Se a tutto questo si aggiunge il caso del loro connazionale Karl Ove Knausgaard, che nel suo monumentale ciclo di romanzi La mia lotta ha inserito dettagli personalissimi sulle sue due ex mogli (una delle quali, la seconda, ha risposto con un documentario e poi, come sembra ormai essere costume nazionale, con un altro libro), e se si considera la coincidenza del film francese Le Verità, basato sul conflitto tra una madre famosa e la figlia innescato dalla pubblicazione di un memoir pieno di inesattezze e invenzioni autobiografiche, si può dire che la questione colga davvero dei tratti problematici.
«È che in Norvegia siamo pochi. Tutti conoscono tutti, o quasi»
Alcuni minimizzano, come fa Geir Gulliksne, editor di Knausgaard. Nel suo caso, i libri vengono mandati prima della pubblicazione a tutte le persone coinvolte nella storia: possono scegliere se lasciare il proprio nome o adottare uno pseudonimo. Ma rispetto alla massa di dettagli e informazioni private messe in mostra – e, si può aggiungere, alla curiosità di chi vuole farsi gli affari altrui – appare un rimedio quanto meno insufficiente. Che fine fa la tutela della privacy?
È, di fatto, una nuova declinazione, molto poco accademica, del conflitto ormai classico tra “fiction” e “realtà”. E poiché sembra voler porre limiti alla scrittura (cioè all’arte) in nome del rispetto della sfera personale di qualcuno, si potrebbe perfino dire che arriva a toccare la dicotomia tra etica ed estetica.
Si esagera? Meglio tornare a terra, allora e fare come Ane Farsethaas, giornalista culturale del quotidiano norvegese Morgenbladet, che – come nota il New York Times, riduce tutto a una questione di nazionalità. «È che in Norvegia siamo pochi», dice. «Tutti conoscono tutti, o quasi». Oppure come fa il critico Preben Jordal, che lo interpreta come una questione di galateo: «Noi siamo abituati a essere, per dovere, simpatici con tutti. È uno shock allora quando uno scrittore è scortese con la madre o la nonna».

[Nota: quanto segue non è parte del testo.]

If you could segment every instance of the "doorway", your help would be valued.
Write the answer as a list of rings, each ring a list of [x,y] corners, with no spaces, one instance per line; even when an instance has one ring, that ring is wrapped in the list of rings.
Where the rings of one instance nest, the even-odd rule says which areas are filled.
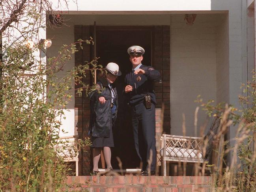
[[[130,110],[123,95],[125,75],[132,70],[127,49],[133,45],[144,48],[143,64],[151,65],[153,28],[144,26],[96,27],[96,57],[103,67],[110,62],[117,63],[122,72],[116,82],[118,95],[118,118],[114,129],[115,147],[112,150],[112,162],[114,169],[119,169],[116,157],[120,158],[122,168],[139,166],[140,160],[134,147]]]

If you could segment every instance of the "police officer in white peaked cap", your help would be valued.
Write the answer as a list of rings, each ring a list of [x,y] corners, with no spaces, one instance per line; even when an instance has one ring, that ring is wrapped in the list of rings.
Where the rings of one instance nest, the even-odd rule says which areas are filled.
[[[133,70],[125,76],[127,85],[125,88],[125,92],[132,108],[132,123],[135,149],[143,163],[141,175],[153,175],[155,173],[156,158],[156,100],[153,88],[153,82],[159,80],[160,73],[152,67],[142,64],[145,50],[141,47],[133,45],[129,47],[127,51],[133,65]],[[142,135],[139,135],[140,132]],[[152,159],[150,159],[151,156]],[[151,160],[149,167],[148,160]]]

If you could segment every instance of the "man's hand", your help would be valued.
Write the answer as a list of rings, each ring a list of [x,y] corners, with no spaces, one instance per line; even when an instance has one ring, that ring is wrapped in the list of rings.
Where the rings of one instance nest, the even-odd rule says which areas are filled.
[[[125,88],[125,93],[129,93],[130,91],[131,91],[132,90],[133,87],[132,87],[130,85],[126,86]]]
[[[106,102],[106,99],[105,99],[105,97],[99,97],[99,103],[101,103],[101,104],[103,104]]]
[[[143,69],[137,69],[136,71],[134,71],[134,74],[135,75],[137,75],[137,74],[141,74],[141,75],[143,75],[145,74],[145,71],[144,71]]]

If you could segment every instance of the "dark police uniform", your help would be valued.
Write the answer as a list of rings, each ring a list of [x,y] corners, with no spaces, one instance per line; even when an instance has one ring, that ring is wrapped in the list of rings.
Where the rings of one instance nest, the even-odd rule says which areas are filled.
[[[142,171],[148,170],[148,160],[152,151],[152,162],[150,170],[155,169],[156,149],[155,146],[156,98],[153,89],[154,81],[160,77],[159,72],[151,66],[142,65],[139,67],[145,71],[143,75],[135,75],[131,71],[125,76],[127,85],[133,87],[133,91],[125,93],[129,97],[129,105],[132,108],[132,121],[135,147],[137,153],[142,162]],[[133,70],[134,71],[134,70]],[[147,108],[145,96],[150,95],[151,104]]]

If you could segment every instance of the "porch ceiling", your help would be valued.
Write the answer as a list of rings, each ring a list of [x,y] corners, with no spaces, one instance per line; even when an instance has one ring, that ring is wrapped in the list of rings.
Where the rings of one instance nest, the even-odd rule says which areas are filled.
[[[227,10],[219,11],[56,11],[62,15],[166,15],[181,14],[226,13]]]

Una posizione minimalista, insomma, che – si suppone – non riuscirà a placare le polemiche. Del resto, al di là delle questioni di principio, gli ultimi a volerlo fare sono proprio gli editori. Ogni discussione, almeno in Norvegia, alimenterà il mercato librario e, ne consegue, farà crescere le vendite. Con il filone sempre fertile del mettere in piazza i fatti propri.